Shell will buy LNG on a free-on-board (FOB) basis starting from commercial operation of the project, which is expected in 2023, NextDecade said in a press release issued at an industry event in Shanghai on April 2.
Three-quarters of the LNG will be indexed to Brent crude oil prices, and the remaining volumes will be indexed to domestic U.S. gas price markers, including Henry Hub, the company said.
"Shell was the first to sign a long-term SPA from the United States indexed to Henry Hub in 2011, and so it is fitting they are the first to sign a long-term SPA from a U.S. LNG project indexed to Brent," said Matt Schatzman, NextDecade's president and chief executive, in the statement.

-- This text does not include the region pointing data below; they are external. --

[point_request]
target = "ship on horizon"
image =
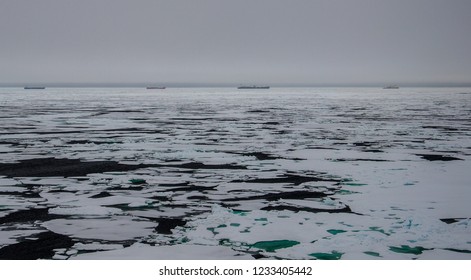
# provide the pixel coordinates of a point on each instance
(253, 87)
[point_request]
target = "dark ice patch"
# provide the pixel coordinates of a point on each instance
(29, 215)
(51, 167)
(289, 179)
(283, 195)
(101, 195)
(200, 165)
(42, 247)
(436, 157)
(296, 209)
(167, 224)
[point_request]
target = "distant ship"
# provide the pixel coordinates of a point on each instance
(253, 87)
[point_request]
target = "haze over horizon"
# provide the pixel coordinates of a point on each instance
(211, 42)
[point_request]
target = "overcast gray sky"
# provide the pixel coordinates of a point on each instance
(305, 42)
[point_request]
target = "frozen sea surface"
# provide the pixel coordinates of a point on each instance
(285, 173)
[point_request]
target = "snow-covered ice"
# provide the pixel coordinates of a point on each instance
(291, 173)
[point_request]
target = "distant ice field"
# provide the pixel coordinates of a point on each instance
(222, 173)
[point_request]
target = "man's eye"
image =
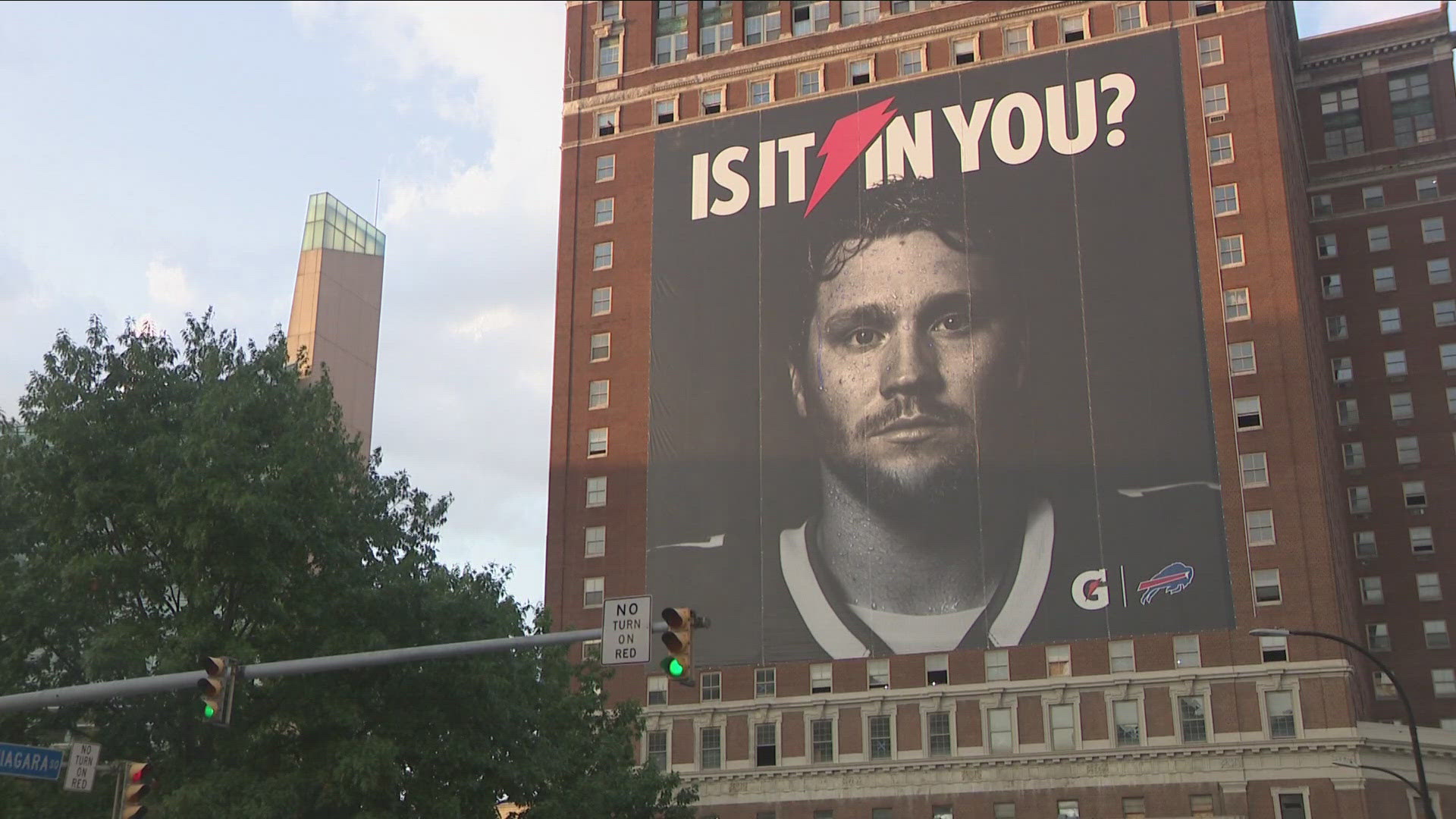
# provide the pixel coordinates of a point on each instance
(952, 322)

"We look forward to finalizing additional commercial agreements and to proceeding with the development of our Rio Grande LNG project," he said.
Many LNG export projects are now vying for financing amid an already crowded market, and developers are competing to offer flexible pricing options to potential offtakers.

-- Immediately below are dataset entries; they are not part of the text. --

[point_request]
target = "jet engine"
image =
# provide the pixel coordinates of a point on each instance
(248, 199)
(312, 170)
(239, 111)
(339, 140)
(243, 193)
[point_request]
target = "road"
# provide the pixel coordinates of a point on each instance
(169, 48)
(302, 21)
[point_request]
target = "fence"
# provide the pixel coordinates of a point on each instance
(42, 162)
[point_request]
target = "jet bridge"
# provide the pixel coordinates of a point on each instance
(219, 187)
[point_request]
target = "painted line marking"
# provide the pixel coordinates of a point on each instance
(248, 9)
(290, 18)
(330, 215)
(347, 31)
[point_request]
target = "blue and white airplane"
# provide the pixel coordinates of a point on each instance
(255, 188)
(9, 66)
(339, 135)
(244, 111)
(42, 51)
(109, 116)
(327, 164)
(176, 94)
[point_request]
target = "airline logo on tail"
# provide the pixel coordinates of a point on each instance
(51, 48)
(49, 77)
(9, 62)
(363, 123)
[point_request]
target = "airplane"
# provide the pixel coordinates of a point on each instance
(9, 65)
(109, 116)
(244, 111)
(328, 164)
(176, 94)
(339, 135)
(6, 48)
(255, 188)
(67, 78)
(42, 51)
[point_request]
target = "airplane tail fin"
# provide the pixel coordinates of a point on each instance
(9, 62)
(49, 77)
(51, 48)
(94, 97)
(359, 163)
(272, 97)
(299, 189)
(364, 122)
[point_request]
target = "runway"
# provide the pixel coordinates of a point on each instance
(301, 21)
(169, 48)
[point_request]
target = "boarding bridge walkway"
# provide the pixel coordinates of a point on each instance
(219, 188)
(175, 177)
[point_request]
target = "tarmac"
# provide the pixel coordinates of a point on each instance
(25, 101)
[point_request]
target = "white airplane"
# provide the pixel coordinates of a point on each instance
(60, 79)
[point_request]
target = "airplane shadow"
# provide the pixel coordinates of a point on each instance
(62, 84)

Apart from Brent, NextDecade is also offering buyers LNG priced on other U.S. gas indexes such as Agua Dulce, Waha and Henry Hub, the company said in presentation materials.
It expects Brent-indexed volumes to form a significant portion of the first phase of its Rio Grande project, based on interest from potential LNG customers, it said.
With the majority of Asian LNG contracts priced off oil, U.S. LNG projects that can offer a diversity of price indexation beyond U.S. gas prices may be able to capture more market, said Saul Kavonic, an analyst with Credit Suisse.
"Asian buyers have some appetite for U.S. gas price linked LNG, but are also opting for a diversification of pricing in their portfolios," Kavonic said.
The agreement with NextDecade will secure more volumes for Shell's portfolio in the 2020s and ensures the company can meet growing demand from its global customers, said Slavko Preocanin, vice president of Shell's LNG marketing and trading division.
NextDecade expects a final investment decision on up to three trains at its Rio Grande project by the end of the third quarter this year.
Rio Grande is planned as a six-train facility at the Port of Brownsville, with a project cost estimated at $17.3 billion and capacity of 27 mtpa of LNG a year.
It will be supplied with natural gas from the Permian Basin, Eagle Ford Shale and other resources.